Another major Sundance concern is development of the large tracts adjacent to the very rural community where horses on their roads, boating on their waterway and wildlife on their five and 10-acre homesites all are prized, reasons residents choose to buy in the community. Developments of massive housing communities with densities of two dwellings to an acre without having any input are threatening to many Sundance citizens, Greenlee said.
Yet another big worry for Sundance is potential altering of the Urban Services Area, he added. The community was assured that and residents counted on the USA to the north remaining unaltered until 2035. Sundance residents have septic tanks and water wells and want to keep it that way for the foreseeable future as part of a cherished lifestyle, he affirmed. But the second layer of planning, pinning down detail through application of the process known as SmartCodes, anticipates urbanized, walking types of communities and therefore expansion of the USA to allow for municipal water and sewage systems to serve the new urbanized communities. “We’re not urban. We’re rural,” Greenlee asserted. “We want to stay that way a couple of decades more” without the encroachment of little cities right next door.
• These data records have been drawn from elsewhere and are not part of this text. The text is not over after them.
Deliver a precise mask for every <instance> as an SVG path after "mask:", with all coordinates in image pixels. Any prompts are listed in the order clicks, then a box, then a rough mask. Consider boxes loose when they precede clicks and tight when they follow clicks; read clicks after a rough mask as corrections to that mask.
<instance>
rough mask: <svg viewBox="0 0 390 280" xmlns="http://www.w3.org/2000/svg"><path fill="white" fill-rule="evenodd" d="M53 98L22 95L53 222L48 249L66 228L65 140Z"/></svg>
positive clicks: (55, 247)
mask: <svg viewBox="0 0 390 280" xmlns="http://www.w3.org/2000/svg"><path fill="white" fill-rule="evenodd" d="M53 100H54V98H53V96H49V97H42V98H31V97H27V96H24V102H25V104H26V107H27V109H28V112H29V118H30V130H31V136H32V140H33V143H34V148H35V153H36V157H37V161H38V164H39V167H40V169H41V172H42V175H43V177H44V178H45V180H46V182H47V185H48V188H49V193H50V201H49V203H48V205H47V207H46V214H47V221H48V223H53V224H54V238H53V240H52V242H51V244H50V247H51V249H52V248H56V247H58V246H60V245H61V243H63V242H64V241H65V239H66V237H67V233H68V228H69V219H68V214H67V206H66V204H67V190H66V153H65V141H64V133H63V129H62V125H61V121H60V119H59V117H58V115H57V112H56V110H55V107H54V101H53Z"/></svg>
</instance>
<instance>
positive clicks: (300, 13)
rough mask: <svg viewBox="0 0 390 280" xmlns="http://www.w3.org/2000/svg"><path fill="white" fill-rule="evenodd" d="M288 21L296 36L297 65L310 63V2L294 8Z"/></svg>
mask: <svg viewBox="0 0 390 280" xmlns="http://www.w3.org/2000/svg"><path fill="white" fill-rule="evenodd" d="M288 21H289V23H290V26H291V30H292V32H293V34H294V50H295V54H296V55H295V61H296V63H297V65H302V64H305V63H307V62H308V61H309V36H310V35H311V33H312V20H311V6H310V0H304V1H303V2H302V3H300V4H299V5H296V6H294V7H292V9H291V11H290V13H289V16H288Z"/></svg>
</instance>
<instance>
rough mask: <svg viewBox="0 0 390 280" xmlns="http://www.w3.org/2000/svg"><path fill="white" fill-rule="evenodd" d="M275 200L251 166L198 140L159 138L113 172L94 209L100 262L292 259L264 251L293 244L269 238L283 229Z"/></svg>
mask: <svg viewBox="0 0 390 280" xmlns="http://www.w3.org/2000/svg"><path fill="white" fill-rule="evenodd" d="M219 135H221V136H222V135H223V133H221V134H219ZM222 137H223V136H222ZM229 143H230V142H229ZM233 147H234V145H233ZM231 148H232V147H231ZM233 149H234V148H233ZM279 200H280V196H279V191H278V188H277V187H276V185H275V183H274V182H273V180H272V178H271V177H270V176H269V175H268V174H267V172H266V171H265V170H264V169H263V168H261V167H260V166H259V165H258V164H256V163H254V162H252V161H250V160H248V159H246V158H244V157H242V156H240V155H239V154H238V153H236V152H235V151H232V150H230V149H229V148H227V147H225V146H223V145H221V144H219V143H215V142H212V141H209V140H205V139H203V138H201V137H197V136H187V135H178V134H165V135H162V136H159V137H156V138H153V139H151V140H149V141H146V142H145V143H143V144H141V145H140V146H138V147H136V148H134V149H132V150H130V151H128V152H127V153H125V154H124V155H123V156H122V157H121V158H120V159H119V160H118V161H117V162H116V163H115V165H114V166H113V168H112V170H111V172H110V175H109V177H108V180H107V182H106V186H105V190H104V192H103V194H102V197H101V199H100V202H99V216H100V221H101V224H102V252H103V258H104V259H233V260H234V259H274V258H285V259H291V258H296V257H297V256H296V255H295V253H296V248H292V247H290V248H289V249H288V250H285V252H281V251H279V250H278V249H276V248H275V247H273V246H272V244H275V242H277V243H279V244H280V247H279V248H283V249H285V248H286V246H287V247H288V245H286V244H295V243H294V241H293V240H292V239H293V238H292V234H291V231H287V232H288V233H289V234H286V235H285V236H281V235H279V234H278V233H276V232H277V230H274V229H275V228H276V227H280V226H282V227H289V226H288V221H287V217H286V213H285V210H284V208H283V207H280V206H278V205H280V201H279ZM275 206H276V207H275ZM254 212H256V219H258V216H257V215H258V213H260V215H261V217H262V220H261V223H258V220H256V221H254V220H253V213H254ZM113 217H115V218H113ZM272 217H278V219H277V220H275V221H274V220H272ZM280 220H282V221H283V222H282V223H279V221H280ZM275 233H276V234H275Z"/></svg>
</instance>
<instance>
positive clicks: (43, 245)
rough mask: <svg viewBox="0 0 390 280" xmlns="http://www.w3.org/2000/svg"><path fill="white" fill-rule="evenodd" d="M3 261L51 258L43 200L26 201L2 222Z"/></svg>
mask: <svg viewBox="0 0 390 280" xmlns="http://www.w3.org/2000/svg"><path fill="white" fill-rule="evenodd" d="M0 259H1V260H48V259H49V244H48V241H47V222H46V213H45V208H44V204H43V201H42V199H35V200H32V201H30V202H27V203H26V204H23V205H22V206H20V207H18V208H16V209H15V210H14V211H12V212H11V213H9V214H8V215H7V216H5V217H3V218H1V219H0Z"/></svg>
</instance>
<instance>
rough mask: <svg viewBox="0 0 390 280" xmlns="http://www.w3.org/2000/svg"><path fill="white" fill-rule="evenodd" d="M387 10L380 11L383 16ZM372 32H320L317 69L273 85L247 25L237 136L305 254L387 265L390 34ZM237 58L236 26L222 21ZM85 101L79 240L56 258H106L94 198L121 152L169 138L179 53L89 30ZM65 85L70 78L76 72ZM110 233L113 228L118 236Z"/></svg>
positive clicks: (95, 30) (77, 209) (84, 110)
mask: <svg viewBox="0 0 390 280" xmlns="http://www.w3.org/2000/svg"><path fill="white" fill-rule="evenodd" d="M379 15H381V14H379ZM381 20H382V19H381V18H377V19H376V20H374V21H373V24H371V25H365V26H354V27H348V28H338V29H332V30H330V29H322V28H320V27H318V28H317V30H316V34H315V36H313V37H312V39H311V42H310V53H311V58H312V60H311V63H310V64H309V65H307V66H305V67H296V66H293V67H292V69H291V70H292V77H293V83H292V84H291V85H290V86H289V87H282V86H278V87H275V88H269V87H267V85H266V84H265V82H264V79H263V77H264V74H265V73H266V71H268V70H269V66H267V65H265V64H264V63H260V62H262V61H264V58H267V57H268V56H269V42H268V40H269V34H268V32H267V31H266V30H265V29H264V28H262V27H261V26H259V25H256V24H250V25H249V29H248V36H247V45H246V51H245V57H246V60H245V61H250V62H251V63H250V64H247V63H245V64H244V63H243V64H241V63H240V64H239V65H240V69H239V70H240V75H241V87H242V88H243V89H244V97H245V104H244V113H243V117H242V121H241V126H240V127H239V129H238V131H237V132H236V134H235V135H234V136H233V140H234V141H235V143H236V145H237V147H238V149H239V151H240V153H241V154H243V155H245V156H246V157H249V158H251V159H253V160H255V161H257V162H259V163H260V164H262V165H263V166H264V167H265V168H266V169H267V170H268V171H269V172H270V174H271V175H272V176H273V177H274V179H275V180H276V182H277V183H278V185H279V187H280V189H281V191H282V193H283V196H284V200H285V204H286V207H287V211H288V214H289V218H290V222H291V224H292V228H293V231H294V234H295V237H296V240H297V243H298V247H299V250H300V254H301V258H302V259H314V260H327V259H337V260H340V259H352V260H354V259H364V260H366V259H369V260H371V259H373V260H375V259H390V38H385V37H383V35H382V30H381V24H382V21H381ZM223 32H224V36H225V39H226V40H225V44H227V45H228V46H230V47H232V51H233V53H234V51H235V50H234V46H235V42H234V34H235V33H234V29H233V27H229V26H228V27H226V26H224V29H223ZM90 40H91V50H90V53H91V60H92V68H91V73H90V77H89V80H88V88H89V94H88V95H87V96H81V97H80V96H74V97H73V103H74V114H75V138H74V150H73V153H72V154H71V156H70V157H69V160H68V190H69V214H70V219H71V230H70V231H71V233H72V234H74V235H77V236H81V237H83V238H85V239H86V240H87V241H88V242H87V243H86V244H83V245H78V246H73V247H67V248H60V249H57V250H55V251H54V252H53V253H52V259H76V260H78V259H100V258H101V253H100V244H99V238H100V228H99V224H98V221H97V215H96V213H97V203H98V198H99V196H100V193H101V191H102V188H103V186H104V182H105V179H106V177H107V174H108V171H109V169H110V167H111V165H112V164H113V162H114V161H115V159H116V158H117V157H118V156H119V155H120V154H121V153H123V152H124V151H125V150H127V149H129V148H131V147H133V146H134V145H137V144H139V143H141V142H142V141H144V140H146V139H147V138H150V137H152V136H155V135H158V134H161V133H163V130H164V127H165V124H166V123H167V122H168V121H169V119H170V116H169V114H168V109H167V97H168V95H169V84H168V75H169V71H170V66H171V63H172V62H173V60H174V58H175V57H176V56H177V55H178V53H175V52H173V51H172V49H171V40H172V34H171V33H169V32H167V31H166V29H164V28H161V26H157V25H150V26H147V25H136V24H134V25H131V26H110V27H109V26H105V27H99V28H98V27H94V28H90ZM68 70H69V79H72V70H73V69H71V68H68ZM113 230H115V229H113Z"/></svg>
As for ejection of the Sundance contingent from the planning process, Greenlee indicated the group is laying low but not laying off. Meetings with county leaders are taking shape, he added, noting that no legitimate planning process can be undertaken when a substantial chunk of the planning area and people actually living in it are excluded from the table. It is, he concluded, a fact recognized in professional circles.
In other words, some sort of mediation aimed at patching up the shaky” marriage” of small and large land holders at least long enough to protect their “progeny,” a workable Phase II plan, yet may be in the offing.